6) Lesser Gravidic Focal Point (LvL 10): Create a lesser gravidic focal point within 50 meters of yourself for a duration of 1 minute with an alterable gravidic value increase or decrease of 1000% and a radius of effect of 20 meters. Given that you are the point’s creator you will be immune to its effects (Range, gravity multiplier and mana cost scales with skill level). Cost: 100 Mana , Cast time: 1 second, Cooldown: 10 minutes

Skills – Initiate Dimensional Mage

1) Lesser Dimensional Pocket (LvL 10): You have the ability to create and maintain a minor dimensional pocket adjacent to your current dimension, the proportions of which are linked to your wisdom attribute’s total value. The aperture radius to the pocket is 10 meters and you may only access this pocket 2 times in a 30 minute period for a duration of 2 minutes (Aperture radius, frequency of access and mana cost scale with skill level).Cost: 2 Mana per second, Cast time: 1 second, Cooldown: 30 minutes

2) Lesser Dimensional Instability (LvL 1): Create a minor dimensional instability within 15 meters of you that has a radius of 1.5 meter, the targeted area experiences the very fabric of your dimension shift in unpredictable ways for 15 seconds (Range, radius and duration scale with skill level). Cost: 20 Mana per second, Cast time: Channeled, Cooldown: 5 minutes

3) Lesser Dimensional Size Increase (Lvl 10): Increase the total size of an inanimate object that is within 100 meters of you by up to 250% for a duration of 2 minutes (Range, percentage increase and cooldown scale with skill level). Cost: 50 Mana, Cast time: 1 second, Cooldown: 30 seconds

4) Lesser Dimensional Size Decrease (Lvl 10): Decrease the total size of an inanimate object that is within 100 meters of you by up to 250% for a duration of 2 minutes (Range, percentage Decrease and cooldown scale with skill level). Cost: 50 Mana, Cast time: 1 second, Cooldown: 30 seconds

5) Lesser Dimensional Portal (LvL 10): Create a lesser dimensional tunnel which origin is within 2 meters of you, that connects with two known points. The tunnel bypasses physical space and has a 5 meter radius for its termini for a duration of up to 5 minutes. The distance between to termini is dictated by your Wisdom attribute 1186 AU’s (Termini radius, duration and cooldown scale with skill level). Cost: 300 Mana, Cast time: 5 seconds, Cooldown: 30 seconds

6) Lesser Dimensional Absence (LvL 10): Create a lesser dimensional absence within 50 meters of you that has a radius of 50 centimeters, which nullifies all matter within the target location for a duration 50 seconds (Range, radius and duration scale with skill level). Cost: 250 Mana, Cast time: 1 second, Cooldown: 1 minute

My eyes narrow and my fists clench as I read the new titles ineffectual effects. If there was ever any doubt, this new development is all the proof I need.

There is a system overseer.

And it most definitely is out to fuck with me.

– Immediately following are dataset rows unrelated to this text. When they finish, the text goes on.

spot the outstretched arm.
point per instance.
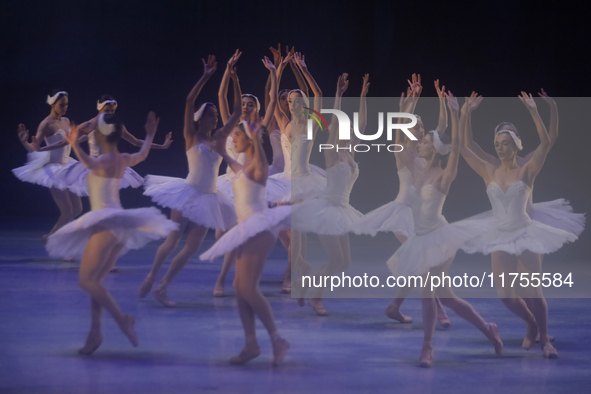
(362, 119)
(223, 92)
(533, 166)
(270, 110)
(151, 127)
(442, 123)
(208, 70)
(451, 169)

Tallying this latest insult to the already egregiously long list, I channel this new anger toward the excrement disposal unit within me that has seen far too much use of late and try to think of better things like will the world I’m about to enter have acid bacon.

Stuck for another 4 minutes and 23 seconds I while away the time preparing my selves the best I can for the hopefully not alkaline unknown.

Time continues to tick down on the timer box and I finish some largely superfluous stretches, by way of having nothing better to do to ease the anxiousness of the wait.

The familiar flash of bluish white light engulfs me before leaving me with yet another informative notification.